Operation Manual
ILLUSTRATOR CS3
Handboek
184
Zie ook
“Paden, segmenten en ankerpunten selecteren” op pagina 67
Selectievoorkeuren opgeven
Het selecteren van paden en punten in complexe afbeeldingen kan behoorlijk lastig zijn. Met de voorkeuren in Weergave
selectie en anker kunt u de tolerantie voor pixelselectie opgeven en andere opties instellen waarmee u binnen een bepaald
document makkelijker kunt selecteren.
1 Kies Bewerken > Voorkeuren > Weergave selectie en anker (Windows) of Illustrator > Voorkeuren > Weergave selectie
en anker (Mac OS).
2 Geef een van de volgende selectievoorkeuren op:
Tolerantie Hiermee geeft u het pixelbereik op voor het selecteren van ankerpunten. Hoe hoger de waarde, des te groter het
gebied rond een ankerpunt waarop u kunt klikken om het te selecteren.
Objectselectie alleen volgens pad Hiermee geeft u aan of u een gevuld object kunt selecteren door op een willekeurig punt
in het object te klikken, of dat u op een pad moet klikken.
Magnetisch punt Hiermee geeft u aan of objecten magnetisch op ankerpunten en hulplijnen moeten worden geplaatst.
Geef aan tot op welke afstand objecten magnetisch worden geplaatst op ankerpunten en hulplijnen.
Zie ook
“Gevulde objecten selecteren” op pagina 187
“Voorkeuren voor ankerpuntgrootte opgeven” op pagina 54
Groepen en sublagen isoleren
In de isolatiemodus worden groepen of sublagen geïsoleerd, zodat u bepaalde objecten of delen van objecten eenvoudig
kunt selecteren en bewerken. Als u gebruikmaakt van de isolatiemodus, hoeft u geen rekening te houden met de laag waarin
een object zich bevindt en is het ook niet nodig om de objecten die u niet wilt bewerken, handmatig te vergrendelen of te
verbergen: alle overige objecten worden automatisch vergrendeld, zodat u alleen de objecten in de geïsoleerde groep kunt
bewerken.
Een geïsoleerde groep of sublaag wordt in kleur weergegeven, terwijl de rest van de illustratie in grijs wordt weergegeven.
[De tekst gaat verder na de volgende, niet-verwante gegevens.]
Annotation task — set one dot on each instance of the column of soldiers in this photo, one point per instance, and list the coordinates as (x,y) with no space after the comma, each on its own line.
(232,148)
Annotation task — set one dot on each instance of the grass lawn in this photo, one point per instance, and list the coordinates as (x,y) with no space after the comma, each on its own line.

Langs de bovenkant van het illustratievenster verschijnt de isolatiemodusbalk. Deze wordt van de rest gescheiden door een
lijn in de kleur van de laag van de geïsoleerde groep of in de kleur van de geïsoleerde sublaag. De naam en locatie van de
geïsoleerde groep of sublaag (ook wel kruimelpad genoemd) worden weergegeven in de isolatiemodusbalk.
Opmerking: Als u de definitie van een symbool bewerkt, wordt het symbool in de isolatiemodus weergegeven. (Zie “Een
symbool bewerken of opnieuw definiëren” op pagina 84.)